This blog is mainly about the governance and future of policing and crime services. (Police & Crime Commissioners feature quite a lot.) But there are also posts about the wider justice system. And because I am town councillor and political activist, local & national issues are covered a little, as well.

Saturday, May 18, 2013

We must be careful not to tread on any issues that the serious case review will be looking into

Thus said the Chair of the Police & Crime Panel yesterday as he opened the agenda item on the 'Bullfinch' trial. (The Oxford Mail has done an excellent & detailed summary of the case: link here)

I was struck by these wise words from the Chair. I still have huge misgivings about the statement put out by Mr Stansfeld (click here) as it seems to me to do precisely the opposite of what the PCP Chair was suggesting was appropriate. What do you think?

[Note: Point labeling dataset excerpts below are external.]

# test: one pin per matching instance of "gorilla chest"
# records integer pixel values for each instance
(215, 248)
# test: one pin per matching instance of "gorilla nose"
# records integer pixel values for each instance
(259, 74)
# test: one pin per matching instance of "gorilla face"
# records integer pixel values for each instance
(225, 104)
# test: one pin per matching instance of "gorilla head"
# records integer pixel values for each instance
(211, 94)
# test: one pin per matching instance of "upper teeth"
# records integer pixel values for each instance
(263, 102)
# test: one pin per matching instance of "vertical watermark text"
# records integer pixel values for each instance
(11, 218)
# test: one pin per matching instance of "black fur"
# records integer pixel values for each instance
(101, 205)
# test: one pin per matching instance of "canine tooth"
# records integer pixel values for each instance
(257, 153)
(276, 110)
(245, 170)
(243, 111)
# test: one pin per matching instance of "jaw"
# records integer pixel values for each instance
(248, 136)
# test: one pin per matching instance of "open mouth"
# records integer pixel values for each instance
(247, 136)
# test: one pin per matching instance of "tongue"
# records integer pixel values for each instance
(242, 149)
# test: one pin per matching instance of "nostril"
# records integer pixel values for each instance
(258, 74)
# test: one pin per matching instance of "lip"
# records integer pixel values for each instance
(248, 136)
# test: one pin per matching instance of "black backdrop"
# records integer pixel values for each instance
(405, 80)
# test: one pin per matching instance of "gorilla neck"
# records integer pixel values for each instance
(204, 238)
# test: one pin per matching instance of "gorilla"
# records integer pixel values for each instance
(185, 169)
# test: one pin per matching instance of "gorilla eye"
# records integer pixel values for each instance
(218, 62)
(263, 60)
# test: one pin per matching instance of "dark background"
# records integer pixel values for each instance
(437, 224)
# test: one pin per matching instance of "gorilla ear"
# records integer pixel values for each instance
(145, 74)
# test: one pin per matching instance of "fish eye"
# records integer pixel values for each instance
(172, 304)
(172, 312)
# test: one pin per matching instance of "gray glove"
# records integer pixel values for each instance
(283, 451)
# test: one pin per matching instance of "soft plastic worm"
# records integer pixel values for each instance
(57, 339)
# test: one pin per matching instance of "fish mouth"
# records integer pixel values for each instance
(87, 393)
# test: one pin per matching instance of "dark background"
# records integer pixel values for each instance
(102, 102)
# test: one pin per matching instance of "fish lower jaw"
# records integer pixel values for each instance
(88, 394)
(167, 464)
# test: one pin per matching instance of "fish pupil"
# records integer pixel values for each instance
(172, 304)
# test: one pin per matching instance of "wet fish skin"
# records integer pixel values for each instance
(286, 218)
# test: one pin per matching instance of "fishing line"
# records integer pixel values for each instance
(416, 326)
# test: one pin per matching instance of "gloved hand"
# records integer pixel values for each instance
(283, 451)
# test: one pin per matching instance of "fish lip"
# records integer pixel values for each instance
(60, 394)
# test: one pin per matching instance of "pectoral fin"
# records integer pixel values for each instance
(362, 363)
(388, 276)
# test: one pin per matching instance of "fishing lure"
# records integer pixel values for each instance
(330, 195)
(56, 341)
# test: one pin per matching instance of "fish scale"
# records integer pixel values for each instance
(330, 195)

The discussion that ensued was greatly enhanced by information and wisdom from the Chief Constable on how the police service has begun the process of radically reshaping how child abuse is tackled. If I have this correct, they have gone from being mostly reactive to being mostly proactive. (But please correct me if I have this wrong.)  The CC said at one point: "if you look for this kind of crime, you can often find it." The CC also said that whatever arrangements are put in place "we mustn't make young people scared of all adults". Simple but profound words. (She may even have been quoting one of the young women involved at this point... my notes are not clear.)

Contrast this with Mr Stansfeld who said (if my hearing was accurate - again happy to be corrected) "one of the difficult matters in this case is that the children who were being abused and raped did not see it as a problem at first". On the one hand, I kind of know where he is coming from (trying to explain why these are crimes are difficult to establish and investigate -  I would interpret) but on the other hand such a statement is very close to suggesting that the children were complicit in the crimes perpetrated against them.

These are very complex matters and I am certainly no expert. But it feels to me that some of the statements made by Mr Stansfeld are in a similar domain to suggesting that young women should not go out dressed in minimal clothes as they would only have themselves to blame if they get raped... I do not know what Mr Stansfeld's intentions are behind some of the words he used yesterday and in his published statement, or what he really thinks about all this. I just know I feel uncomfortable with some of his language, as I have blogged before. Although I did note what I interpret as some rowing backwards yesterday. When asked by Cllr Dee Sinclair whether he really thought that Human Rights Laws were part of the cause of the abuse of these young girls, Mr Stansfeld did say (I think) that it was the rules which allowed the girls to abscond which needed review rather than the laws on Human Rights.

However, that statement is still getting close to making comments on a case that is now under review...

As I mentioned below, I found it difficult to detect any coherence in comments by Cllr Kieron Mallon about quangos being part of the causes of all this. It was probably the poor acoustics in the room that prevented my full understanding of the points he was making.

At another point, Mr Stansfeld revealed that when he was a boy he had once been on an exchange visit to a Banardos home. He explained pointedly that the children there were not allowed out in the evenings. I think the implication of this is that Mr Stansfeld may believe that care homes for looked after children should operate rigid curfews and keep children locked up... Or does he? Clarification would be helpful here.

... but not until after the serious case review...!

Anyway, enough said. This is a very tragic case. I can only hope that the girls / young women involved will be able to make the most of their lives. Perhaps that fact that several men have now been convicted and will spend many years in gaol, will help. I also hope that all the agencies involved, including the police, really learn and apply the lessons from this case.